You actually may fall in love with virtualization

  • Analyst Opinion - Earlier this week Microsoft announced its Virtualization initiative and I’m sure most of you are so excited you can barely contain yourself. Maybe that’s a bit sarcastic but I am quite certain that virtualization sparks more ideas about World of Warcraft or Second Life than about laptops or desktops today. But virtualizing computers is a big idea and here is why you should care.

    Now, be aware, that even on Apple systems where you can actually see virtualization at work (at least if you are one of the few that are running Windows on a Mac), the full impact of virtualization is still some time off.  In fact, for us Windows users, most of us won’t be seeing the real benefits of this until Windows 7, which is still (and we know Microsoft and dates) two years off, at best.
    So, unless you plan to use PC Blades, this whole piece is about stuff that is out in the future. But I think it is time to paint a picture of this future world and why you will like, and I know I will like it, a lot better.

    We can go into a lot of technical mumbo jumbo about hypervisors and the like but virtualization basically is when you separate the hardware from the software with an intermediate “virtual” layer.   Already I can see your eyes glazing over as you think “who cares?”  
    Just bare with me: When you separate the two layers, you can give the guys that build PCs the responsibility for the layer near the hardware and the guys that build the OS and related applications the responsibility for the upper layer.   For simplicity let’s call the lower layer the hardware layer and the upper layer(s) the application layer.
    The first big benefit from doing this is the fact that the software guys and hardware guys don’t often work particularly well with each other no longer matters.

    What are the benefits?

    Think of the last time you got a new PC and you had to reinstall all of your applications or you fried a hard drive and had to set up a new system from scratch.   If you can treat this application layer as a package, you simply have to copy it from the old machine to the new machine and all of your data is there.   Don’t want to move from XP to Vista on new hardware?  Well, if we were in that future virtualized world, you wouldn’t have to.
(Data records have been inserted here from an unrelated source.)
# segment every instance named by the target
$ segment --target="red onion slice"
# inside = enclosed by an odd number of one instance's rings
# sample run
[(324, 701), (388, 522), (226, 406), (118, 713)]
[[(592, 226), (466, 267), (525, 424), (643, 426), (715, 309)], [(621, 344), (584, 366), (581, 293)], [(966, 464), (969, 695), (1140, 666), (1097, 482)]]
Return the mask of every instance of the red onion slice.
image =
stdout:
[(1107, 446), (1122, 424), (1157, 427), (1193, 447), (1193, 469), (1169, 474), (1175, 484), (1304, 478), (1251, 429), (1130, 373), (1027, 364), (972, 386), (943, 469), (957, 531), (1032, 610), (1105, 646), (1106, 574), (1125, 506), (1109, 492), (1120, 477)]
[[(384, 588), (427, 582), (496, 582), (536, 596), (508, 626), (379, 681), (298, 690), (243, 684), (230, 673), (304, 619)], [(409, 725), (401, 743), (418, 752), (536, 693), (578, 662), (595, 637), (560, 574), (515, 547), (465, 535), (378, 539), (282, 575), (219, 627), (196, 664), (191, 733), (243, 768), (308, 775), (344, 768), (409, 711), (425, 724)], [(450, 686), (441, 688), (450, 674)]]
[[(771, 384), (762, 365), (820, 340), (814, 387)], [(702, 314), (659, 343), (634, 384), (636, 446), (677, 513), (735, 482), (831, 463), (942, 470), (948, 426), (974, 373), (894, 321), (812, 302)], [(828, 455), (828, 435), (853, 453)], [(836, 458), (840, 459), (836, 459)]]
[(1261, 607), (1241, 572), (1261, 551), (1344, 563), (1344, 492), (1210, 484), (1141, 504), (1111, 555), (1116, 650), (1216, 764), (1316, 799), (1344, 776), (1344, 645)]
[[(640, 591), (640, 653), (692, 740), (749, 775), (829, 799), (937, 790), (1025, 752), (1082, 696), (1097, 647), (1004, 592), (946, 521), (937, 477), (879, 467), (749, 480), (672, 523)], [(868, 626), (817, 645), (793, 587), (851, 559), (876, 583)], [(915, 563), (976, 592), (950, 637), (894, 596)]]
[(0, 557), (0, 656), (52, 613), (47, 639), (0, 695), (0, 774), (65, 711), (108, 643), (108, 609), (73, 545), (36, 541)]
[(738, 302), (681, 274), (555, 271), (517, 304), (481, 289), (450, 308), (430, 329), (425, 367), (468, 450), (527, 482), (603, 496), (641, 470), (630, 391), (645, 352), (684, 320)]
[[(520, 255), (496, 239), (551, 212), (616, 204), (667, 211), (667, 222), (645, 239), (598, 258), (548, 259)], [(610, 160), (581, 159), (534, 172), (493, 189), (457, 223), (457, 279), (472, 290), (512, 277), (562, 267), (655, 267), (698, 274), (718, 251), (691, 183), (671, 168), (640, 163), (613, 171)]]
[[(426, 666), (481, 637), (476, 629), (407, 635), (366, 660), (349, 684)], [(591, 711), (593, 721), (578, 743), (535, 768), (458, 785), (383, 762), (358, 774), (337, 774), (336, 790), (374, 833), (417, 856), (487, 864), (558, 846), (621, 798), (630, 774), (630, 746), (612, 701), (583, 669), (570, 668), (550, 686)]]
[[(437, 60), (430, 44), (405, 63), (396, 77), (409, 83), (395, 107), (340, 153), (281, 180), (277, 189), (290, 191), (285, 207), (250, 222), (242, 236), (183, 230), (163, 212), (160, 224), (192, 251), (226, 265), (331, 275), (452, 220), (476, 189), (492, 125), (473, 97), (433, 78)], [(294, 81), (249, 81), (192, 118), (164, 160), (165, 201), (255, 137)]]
You would simply copy over your XP stuff along with all of your applications and you would immediately see performance benefits (granted they might not be as great as with the new OS) and you’d be fully up and running in minutes with all of your stuff where it always has been.  

    Remember driver problems and nasty things like rootkits? They largely go away as the folks that build the PCs will be better able to assure driver problems don’t happen in the first place.

    With the dreaded blue and black screen system crashes they truly become memories.  The hardware layer can, in this future world, survive a catastrophic crash by the application layer and better track what caused the crash.   This means reporting back gets vastly more reliable and fixes come much more quickly.   Rootkits, which embed themselves into the OS kernel will find a much harder time concealing themselves, because you will be better able to scan for them with tools that just run in the more secure hardware layer.  

    This unique advantage of having a part of your PC become near bulletproof has several additional advantages. It still can execute a number of tools to correct or repair the upper layer.   With some service plans you can probably call a tech, they can log into your running machine remotely (assuming you still have it powered on) and fix problems that typically would now require you to have somebody visit you on site.   
    You can loan your system out and not be worried someone is going to mess with your stuff.   Someone borrowing your machine can be given access to their own little OS world, much like having their own machine, and as long as you encrypt your personal data they can’t mess with any of your things.  If you want to see something like that now, check out a tool called the Mojopac.  It uses a light virtualization technology to do something very close to this.  

    Finally, you can run reliable dedicated applications, which pull less power.  Say you want to just watch movies on your laptop, or have PC be a TiVo like product, or run Apple applications, or Linux.  Because you can run multiple OSs in the application layer, you can (assuming you can get the provider to agree which will be a problem with Apple) have your machine change personalities as much as you want and not mess up your primary work space.   Get tired of this stuff?  No problem, just delete it, there is nothing left behind.  

    Wrapping up

    I don’t think I’ve covered all of the stuff we will see when we finally figure out how to use this new technology on PCs and I clearly haven’t spoken about the differences between a number of the players like VMware, Clear Cube, Novell, or Citrix that are pushing into this space right now. But rest assured, once the PC guys figure this stuff all out you are really going to like the result.  

    Think of this like reliving the same time 20 years ago when we were just figuring out the UI and whether it was a good or bad thing.  Ten years from now, there will be no doubt that PC virtualization was a good thing and it too will probably be in the OS.

    Rob Enderle is one of the last Inquiry Analysts.  Inquiry Analysts are paid to stay up to date on current events and identify trends and either explain the trends or make suggestions, tactical and strategic, on how to best take advantage of them.  Currently he provides his services to most of the major technology and media companies.